Thursday, 4 February 2021

Boddington Bitter 1971 - 1987 (part three)

This time I'm going to try to answer the points made nu qq in the comments of the first post. Here goes.

"I don't think the decline of Boddies was down to any single factor, more a mixture driven by management perceiving a need to make it more "mass-market" as a response to the rise of lager in the hot summers of 75/76 and the generally crap economic situation particularly in the industrial areas of the north. You've mentioned in the past how they moved to older hops, which is a cunning way to save a few quid and make it less bitter, whilst pretending that the recipe is the same."

Boddington really upped their output in the 1970s. In 1973 and 1974 they added new 500 barrel fermenters. As their brew length was 125 barrels, it meant they needed to make four brews to fill these vessels. They did retain the 125 barrel and 260 barrel fermenters they already had. On April 1977 they changed their brewhouse as the brew length increased to 250 barrels. Though they did for a time to continue to brew on the older, smaller plant. The new brew house coincided with the change in the recipe where the wheat and maize were dropped.

It's hard to say too much about the age of the hops as the harvest year was only occasionally recorded.

"Then there seems to be a period of inconsistency from an attenuation POV at least - 81%, 93%, 81%, 76% !!!!!That's chaotic - perhaps when they were messing around with recipes, or was this when they lost the yeast???)." 

The FG is very inconsistent, ranging between 1003.5 and 1008.5. And while it does seem average out a little higher after 1978, it's no more than 1º or 2º.

"That 92.5% AA 1978 brew looks alround weird - only 41 barrels? Are you sure that's the "regular" bitter and not something to do with their bicentenary celebrations that year?"

As far as I can tell it was a one-off, parti-gyled with a standard version.

"By 1979 people seem to be thinking "it's not quite what it used to be". SSM CAMRA in 1987 had this to say :
    "the re-equipment of the brewery employed traditional brewing methods, simply scaled up. While brewing methods and recipes have not changed [!!!!], though, the same cannot be said for the raw materials used. In particular around 1980 the brewery switched from classic malting barley varieties to a German-originated variety called Triumph, of which many brewers are privately scathing; while it would be wrong to exaggerate the change in character of the bitter to a blander brew, the trend is certainly there and suspicion must fall on this raw material switch as a contributory factor.""

As I've shown, the recipe did change in the 1970s. Not sure if the barley variety really affected the character of the beer that much.

"I wonder if the switch to Triumf coincided with the dropping of lager malt, so in fact happened with the 1979 harvest?
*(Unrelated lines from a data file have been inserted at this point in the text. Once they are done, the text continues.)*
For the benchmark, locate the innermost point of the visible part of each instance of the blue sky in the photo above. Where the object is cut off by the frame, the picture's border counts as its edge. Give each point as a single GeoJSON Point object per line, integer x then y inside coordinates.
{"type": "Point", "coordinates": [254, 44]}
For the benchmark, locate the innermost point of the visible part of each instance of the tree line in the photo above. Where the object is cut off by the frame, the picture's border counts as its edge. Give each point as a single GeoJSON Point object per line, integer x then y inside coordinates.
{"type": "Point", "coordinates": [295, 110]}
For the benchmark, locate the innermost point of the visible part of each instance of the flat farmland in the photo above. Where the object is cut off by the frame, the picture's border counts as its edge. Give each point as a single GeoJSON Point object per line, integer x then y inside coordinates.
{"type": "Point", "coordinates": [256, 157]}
ISTR you proudly mentioning Newark as the source of their malt, do you know what "classic malting varieties" they would have been malting in the 70s? Probably a bit too far south for Golden Promise? Is 1979 too late for Otter as a mainstream commercial malt?"
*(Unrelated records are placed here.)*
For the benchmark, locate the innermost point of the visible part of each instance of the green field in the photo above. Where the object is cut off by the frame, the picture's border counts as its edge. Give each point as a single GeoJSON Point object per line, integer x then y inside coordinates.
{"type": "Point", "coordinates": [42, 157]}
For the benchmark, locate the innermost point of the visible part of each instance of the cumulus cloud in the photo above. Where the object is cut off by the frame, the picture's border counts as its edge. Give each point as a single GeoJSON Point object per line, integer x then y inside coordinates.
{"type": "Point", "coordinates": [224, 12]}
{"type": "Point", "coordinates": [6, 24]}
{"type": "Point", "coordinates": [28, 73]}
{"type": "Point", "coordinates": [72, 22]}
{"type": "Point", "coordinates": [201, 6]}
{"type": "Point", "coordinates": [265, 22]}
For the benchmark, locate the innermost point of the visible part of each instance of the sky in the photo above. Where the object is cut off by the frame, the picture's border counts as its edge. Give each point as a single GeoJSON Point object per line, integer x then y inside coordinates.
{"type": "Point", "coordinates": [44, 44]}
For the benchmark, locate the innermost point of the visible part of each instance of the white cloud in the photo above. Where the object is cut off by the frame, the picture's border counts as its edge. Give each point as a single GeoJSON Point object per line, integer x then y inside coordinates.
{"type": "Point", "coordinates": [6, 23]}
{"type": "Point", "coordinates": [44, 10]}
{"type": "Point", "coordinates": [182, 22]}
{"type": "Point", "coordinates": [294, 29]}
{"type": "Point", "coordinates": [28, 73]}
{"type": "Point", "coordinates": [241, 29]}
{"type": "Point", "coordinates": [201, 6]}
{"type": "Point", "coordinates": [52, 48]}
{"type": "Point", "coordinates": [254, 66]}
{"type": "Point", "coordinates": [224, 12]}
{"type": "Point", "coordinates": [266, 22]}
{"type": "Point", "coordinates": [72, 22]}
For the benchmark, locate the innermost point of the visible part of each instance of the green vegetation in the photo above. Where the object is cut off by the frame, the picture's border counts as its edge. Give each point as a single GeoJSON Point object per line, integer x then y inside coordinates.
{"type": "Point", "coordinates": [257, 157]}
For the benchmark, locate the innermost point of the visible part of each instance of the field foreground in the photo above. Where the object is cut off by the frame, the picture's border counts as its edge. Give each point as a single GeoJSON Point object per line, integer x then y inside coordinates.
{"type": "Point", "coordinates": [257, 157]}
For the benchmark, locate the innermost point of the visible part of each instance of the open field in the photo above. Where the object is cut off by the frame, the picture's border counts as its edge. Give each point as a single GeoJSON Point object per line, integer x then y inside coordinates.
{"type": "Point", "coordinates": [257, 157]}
I really don't know which varieties were in use then. Given how quickly varieties come and go, there would have been several different ones in the 1970s.

"Then there seems to have been a step-change some time around 1981-2. It's been suggested that they changed the recipe in order to get it into the pubs of their 31% shareholder Whitbread, and it started appearing down south in 1983 ( ). That would seem to coincide with a major recipe change - dropping almost all the sugars, but it's not clear why that would be a bad thing. Can you see when exactly that happened?"
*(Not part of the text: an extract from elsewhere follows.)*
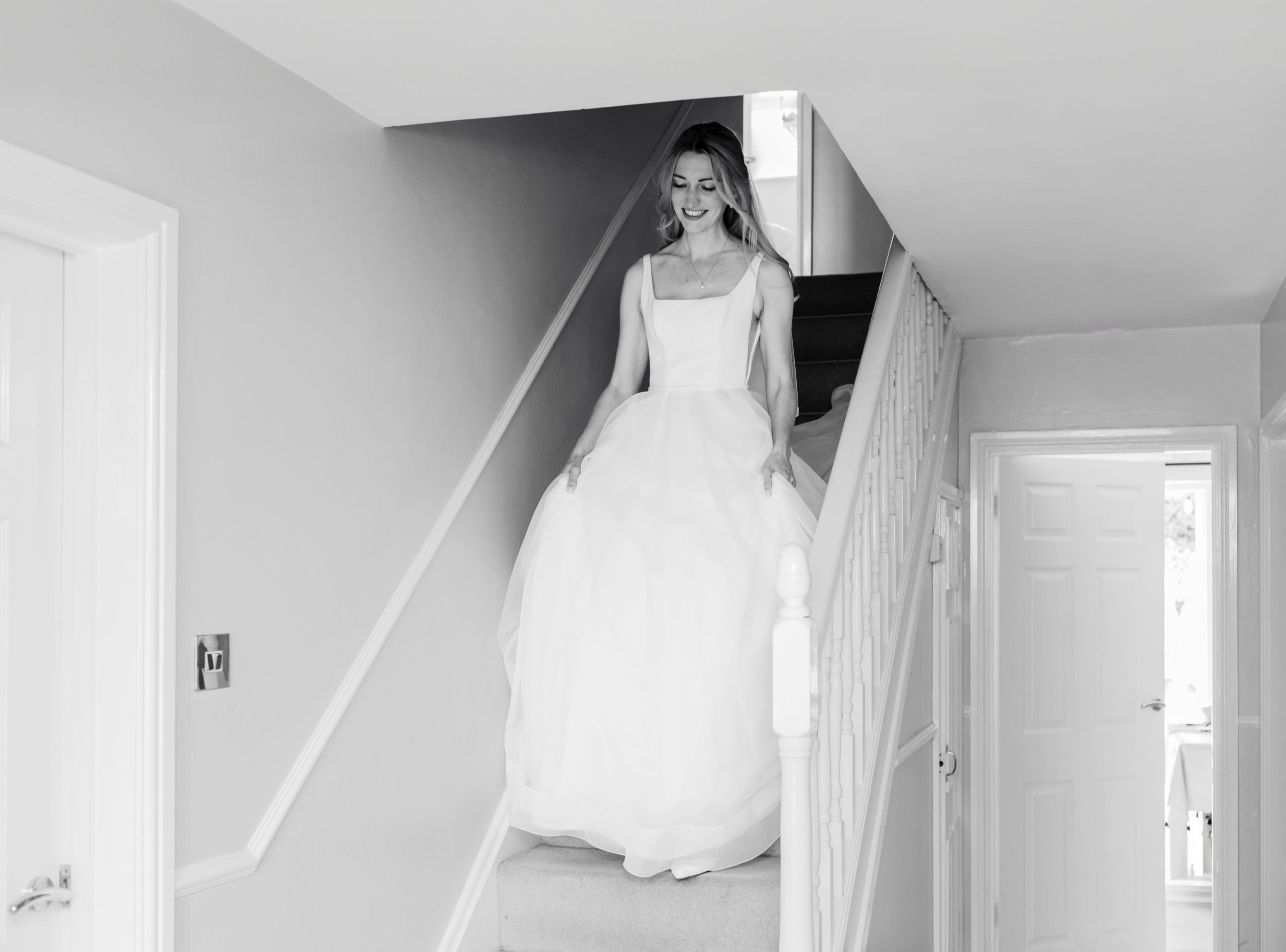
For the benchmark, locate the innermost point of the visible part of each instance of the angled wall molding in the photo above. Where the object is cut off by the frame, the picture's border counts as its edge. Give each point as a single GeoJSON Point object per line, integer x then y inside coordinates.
{"type": "Point", "coordinates": [486, 860]}
{"type": "Point", "coordinates": [244, 863]}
I'm afraid not. I have only a few photos from the relevant brewing record and they aren't even mine. I got them from Boak & Bailey. None at all from 1983 when the change seems to have taken place.

"However the apparent attenuation doesn't seem to change much which maybe points to process changes that did bugger it up? B&B have mentioned that the mash went from an hour in 1968 to 2.5 hours in 1982, and the fermentation went from 7 to 6 days. Is it easy to see when those changes happened?"

That's a very simplistic view of the mashing. I'll be honest: I don't understand it. Every day there were multiple brews and the "time waiting" varies considerably. In 1966, over a couple of days this varied from 50 minutes to 165 minutes. Over 2 days on 1885, the extremes were 90 minutes and 190 minutes.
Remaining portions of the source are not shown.